When my sponsor first introduced me to various types of service, I didn't do them because I felt responsible to provide AA's services but because I was so enthused to just be part of AA and discovering a new life (I was in my early 20s). I loved learning about the Traditions and the Concepts, involvement in the politics of Intergroup, and the satisfaction of providing PI services which helped the message be carried throughout my city.
In recent years, after doing most service types, the enthusiasm for rotation and trying new things quite naturally lessened. I'd "been there and done that". It wasn't a conscious decision, just a natural subconscious emotional reaction. However I have tried to continue to take on service to re-immerse myself in AA and keep me responsible in AA. I now understand that one result of service is to keep me emotionally immersed in Alcoholics Anonymous and my home group. It's not enough for me, personally, to just go to meetings and work with newcomers. As the Big Book says I need "a great cause to live for".

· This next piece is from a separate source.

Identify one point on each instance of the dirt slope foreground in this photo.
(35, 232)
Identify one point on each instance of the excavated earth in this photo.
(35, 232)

Something I've also realised in more recent years is that my service is not measured just by quantity but also by quality. I have noticed that I have a tendency to take a far more responsible approach at work, applying my intelligence and skills more fully, than I do in AA service. I've been pulled up on some of my AA service, and thought – "well it was a genuine mistake". Then I've thought more honestly and realised that if that service had been something for my career, then I would've given more thought and care to the service job, and not made that mistake. I've seen this pattern in other AAs as well: doctors, authors, accountants and PhDs who say they find the 12 Concepts or 12 Traditions confusing, or who chair a business meeting in an inefficient way just because it's an AA one.
In recent years when I've been held to account for making big mistakes in my service, I've sometimes wanted to say "well screw the lot of you – I don't have to do this, find someone else". But then I remember, I'm doing this for myself not for them. I'm doing this because I need the full AA package, or else I become dissatisfied with life inside and outside AA. So I don't run away from the responsibilities I've taken on.
At other times I've noticed I could probably get away with doing my service with far less effort, and skimping on things, without anyone holding me to account. But I know this has a resultant effect on myself as a person both inside and outside of AA. I've always wanted to be a principled and strong man; but in reality my character is fearful of criticism and of not being liked by others, and I prefer to compromise principles for self-centred reasons.
I do not like these parts of myself and try to avoid thinking about them. But AA offers a way of improving myself – through honest and responsible service. Ironically it offers this precisely because NO ONE CAN MAKE ME DO THE SERVICE. In my professional life I have to work to earn money. If I do something really good and successful for my employer, I'll get more money, and probably significant praise. In fact, many bosses consider it part of their job to encourage and praise employees. (Also in work, if I don't do my job, I will eventually get fired and not be able to put food on the table or pay for where I live, so I have a huge motivation to do well.)
In AA the motivations are quite different. Sure I can think "if I don't do this service I'll drink and die" but in reality I might be able to get away with doing very little service and not drinking, as long as I'm taking people through the Steps and working all the other principles in my life. In AA it will be rare that people will pat me on the back for a job well done; nor will I get given money; or a promotion; or have my picture in the local paper. In AA doing service has only one reward: becoming a stronger and more principled person, and becoming more immersed in AA.
Although it may be possible to get away with the minimum service, the element of immersion in AA may be more important than it appears at first glance in my case. If I really did do the minimum – sponsoring people through the 12 steps and practicing the principles – then my concern is that I would get bored in AA and in longer term sobriety. Certainly in the 16 years of being at the same home group, and particularly in the last 2 years, I've found my enthusiasm has been strongly related to my level of responsibility and service. If I stopped doing service or being involved I would be concerned that in another 17 years I get sick of my home group. I'm 39. If I live an average length life, then I have to stay sober for another 40 years. I know AA's my best bet – so I need to stay emotionally attached and interested. In my experience the more involved I am, the easier that is, and the less involved I am, the more I start to get bored of, and doubt, AA and my home group.
So when that is combined with the powerful effect that responsible service has on my spiritual and character growth – towards becoming the strong and principled man I'd like to be – you can see why service with responsibility, even from a totally "selfish" point of view, is my long-term plan just for today.